Pamphlets

The huge Cabora Bassa dam project in Mozambique was a collaboration between South Africa, Rhodesia and Portugal. The project was intended to supply electricity to South Africa. This pamphlet was written for the Dambusters Mobilising Committee, a coalition of groups set up to campaign against the involvement of British companies in the project. The pamphlet and a campaign poster were funded by the WCC’s Programme to Combat Racism.

Pamphlet documenting the use of torture in South Africa in the 1960s and 1970s. The pamphlet shows how the apartheid legal system was used as window-dressing for a totalitarian regime and covers key trials in the early 1970s, including that of Winnie Mandela. It was published by the International Defence and Aid Fund (IDAF) and distributed by the Anti-Apartheid Movement.


In September 1971 the National Union of Students, AAM and the Committee for Freedom in Mozambique, Angola and Guiné set up a student network to coordinate student campaigning on Southern Africa. The aim was to recruit representatives at every British university and college. The network campaigned for universities to disinvest from companies involved in South Africa and for a boycott of Barclays Bank. It raised funds for the Southern African liberation movements and organised protests against the arrest of students within South Africa. This handbook provided information for student activists.


This booklet tells the story of Hull students’ campaign to make the university sever its links with the food company Reckitt & Colman because of the company’s operations in South Africa. The Hull sit-in was one of many student disinvestment campaigns in the 1970s.

In the wake of the Guardian exposé of the poverty wages paid by British companies in South Africa in 1973, this report examined the role of the international banking system in the systemic exploitation of black workers. It showed how the South African economy depended on European and American banking conglomerates for investment and to fund its expansion into the rest of Southern Africa. Counter Information Services produced a series of reports in the 1970s focusing on the operations of economic sectors and individual British companies, including a report on Consolidated Gold Fields.

The AAM produced the first edition of this handbook describing the working conditions of black workers under apartheid in the early 1970s. It set out the case for pressuring British companies to withdraw from South Africa and was widely distributed among British trade unionists.

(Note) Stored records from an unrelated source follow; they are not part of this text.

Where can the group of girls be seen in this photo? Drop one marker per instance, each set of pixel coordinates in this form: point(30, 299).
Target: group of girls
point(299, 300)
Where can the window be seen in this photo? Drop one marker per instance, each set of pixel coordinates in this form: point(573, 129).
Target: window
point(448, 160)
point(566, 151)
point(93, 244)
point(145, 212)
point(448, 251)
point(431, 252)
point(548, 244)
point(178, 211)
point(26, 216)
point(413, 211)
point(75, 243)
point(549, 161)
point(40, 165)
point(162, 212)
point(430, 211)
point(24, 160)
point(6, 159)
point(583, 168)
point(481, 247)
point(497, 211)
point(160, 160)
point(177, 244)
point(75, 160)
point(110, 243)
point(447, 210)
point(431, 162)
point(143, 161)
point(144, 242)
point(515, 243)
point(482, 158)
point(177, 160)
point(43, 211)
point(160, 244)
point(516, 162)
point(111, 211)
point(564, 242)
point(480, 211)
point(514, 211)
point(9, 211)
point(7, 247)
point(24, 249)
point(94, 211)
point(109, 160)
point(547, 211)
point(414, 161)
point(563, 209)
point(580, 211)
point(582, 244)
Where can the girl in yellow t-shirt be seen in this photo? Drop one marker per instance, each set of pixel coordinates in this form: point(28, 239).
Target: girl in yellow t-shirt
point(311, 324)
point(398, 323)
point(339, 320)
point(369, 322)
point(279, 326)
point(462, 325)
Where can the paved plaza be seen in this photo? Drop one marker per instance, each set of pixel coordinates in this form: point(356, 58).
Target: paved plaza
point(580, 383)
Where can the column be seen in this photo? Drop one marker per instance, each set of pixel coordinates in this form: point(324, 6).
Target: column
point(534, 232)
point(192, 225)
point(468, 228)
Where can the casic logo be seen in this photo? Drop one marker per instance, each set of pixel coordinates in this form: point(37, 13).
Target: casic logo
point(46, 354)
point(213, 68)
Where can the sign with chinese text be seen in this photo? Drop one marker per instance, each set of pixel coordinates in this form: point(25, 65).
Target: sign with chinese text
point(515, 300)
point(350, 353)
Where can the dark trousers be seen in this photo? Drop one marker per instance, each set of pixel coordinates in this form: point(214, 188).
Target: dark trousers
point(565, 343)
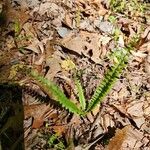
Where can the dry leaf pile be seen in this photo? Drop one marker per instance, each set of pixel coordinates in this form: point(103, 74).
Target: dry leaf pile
point(58, 36)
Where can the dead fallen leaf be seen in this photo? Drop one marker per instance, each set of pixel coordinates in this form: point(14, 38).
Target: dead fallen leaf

This report showed how the British company GEC supplied the South African Defence Force with sophisticated technology and worked closely with South African state corporations. It estimated that 40–50% of the black workers employed by GEC’s South African subsidiaries were paid below the minimum level recommended by the British government’s Code of Conduct for British corporations operating in South Africa. Christian Concern for Southern Africa (CCSA) was set up in 1972 to research and publicise the role played by British companies in South Africa. Its reports were widely distributed by the AAM.

Through its subsidiary company African Explosives and Chemical Industries (AECI) the British chemicals giant ICI had interests in South Africa dating back to the development of the gold mines in the 19th century. This report showed how AECI worked closely with the apartheid government and operated a strict colour bar in its South African operations. Christian Concern for Southern Africa (CCSA) was set up in 1972 to research and publicise the role played by British companies in South Africa. Its reports were widely distributed by the AAM.